Hiç uzatmadan, gecikmeden, savsaklamadan yeni ve ayrımcılığı yasaklayan bir anayasaya ihtiyacımız var.
Ve havaya, suya, toprağa nasıl ihtiyacımız varsa...
Bir Nefret Suçları Yasası'na da öyle ihtiyacımız var.
Çünkü apaçık ortada ki...
"İçimizdeki linççi" hep hazır ve nazır!
Çünkü belli ki...
Bu toplum berbat önyargılarını bir çırpıda silip atamayacak!
***
Öyle bir talim terbiyeden geçmişiz ki...
Tarih bilgimiz yalan yanlış.
Yurttaşlık bilgimiz devlet önünde ceket ilikleyip bel bükmekten ibaret.
Sosyal bilgimiz asosyal!
Hal ve gidiş'imiz bir öyle bir böyle!
Allah'tan çoğumuz iyi insanlarız. Merhametimiz düşmanlığımızdan, sevgimiz nefretimizden fazla!

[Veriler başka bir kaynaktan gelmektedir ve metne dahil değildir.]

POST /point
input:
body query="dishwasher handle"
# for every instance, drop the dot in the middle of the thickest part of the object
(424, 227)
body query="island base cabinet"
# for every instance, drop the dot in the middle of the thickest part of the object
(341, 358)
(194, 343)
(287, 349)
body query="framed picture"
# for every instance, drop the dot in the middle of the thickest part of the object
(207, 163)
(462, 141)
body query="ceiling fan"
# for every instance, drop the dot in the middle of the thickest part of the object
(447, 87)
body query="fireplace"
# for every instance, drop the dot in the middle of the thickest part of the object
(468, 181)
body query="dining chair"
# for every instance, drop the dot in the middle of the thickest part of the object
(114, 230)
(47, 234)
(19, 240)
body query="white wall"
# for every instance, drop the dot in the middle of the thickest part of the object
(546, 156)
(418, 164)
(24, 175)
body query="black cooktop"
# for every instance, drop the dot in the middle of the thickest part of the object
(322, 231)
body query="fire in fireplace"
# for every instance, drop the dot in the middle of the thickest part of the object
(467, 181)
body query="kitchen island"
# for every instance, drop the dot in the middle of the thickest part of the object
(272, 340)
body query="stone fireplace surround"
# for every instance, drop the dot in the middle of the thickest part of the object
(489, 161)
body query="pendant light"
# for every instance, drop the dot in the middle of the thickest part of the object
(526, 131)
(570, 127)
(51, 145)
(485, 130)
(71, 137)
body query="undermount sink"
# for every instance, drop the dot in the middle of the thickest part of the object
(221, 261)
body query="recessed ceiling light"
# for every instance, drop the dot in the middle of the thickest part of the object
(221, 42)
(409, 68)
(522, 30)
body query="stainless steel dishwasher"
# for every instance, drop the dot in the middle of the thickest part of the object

Fakat bunlara pek güvenmemeli!
Çünkü küçücük bir anlaşmazlık kıvılcımını bir anda korkunç bir sosyal yangına çevirecek kadar rüzgârlı bir toplumsal iklimde yaşıyoruz.
***
Malatya'da Alevi bir ailenin evinin öfkeli bir grup tarafından yakılmaya kalkışılması karşısında herhangi birinin değil, ama gazetecinin sağa sola "herkes akıllı olacak, olmazsanız sizi de yakarlar" türünden mesajları atıp ve mağdur aileden "o yamyam aile" diye söz etmesi sizi şaşırttı mı? Sanmam!
Farklı grupları "insan"dan saymayanlar; vicdanını sadece "kendisi gibi olanlar" için kullanan ama "ötekilere" alabildiğine hoyrat ve nefret dolu yaklaşanlar öyle çok ki!
Gerçekçi olalım...
Farklılıklara tahammülün ve birlikte yaşam kültürünün gelişmesi çok zaman alacak!
Biz şöyle iyiyiz, böyle güzeliz de...
6-7 Eylül'ü, Kahramanmaraş olaylarını, Madımak'ı yaşamış bir toplumuz.
O yüzden işte Nefret Suçları Yasası çok acil ihtiyaçtır!
Yani nefret söyleminin önü mutlaka ve öncelikle hukuken baskı altına alınmalıdır.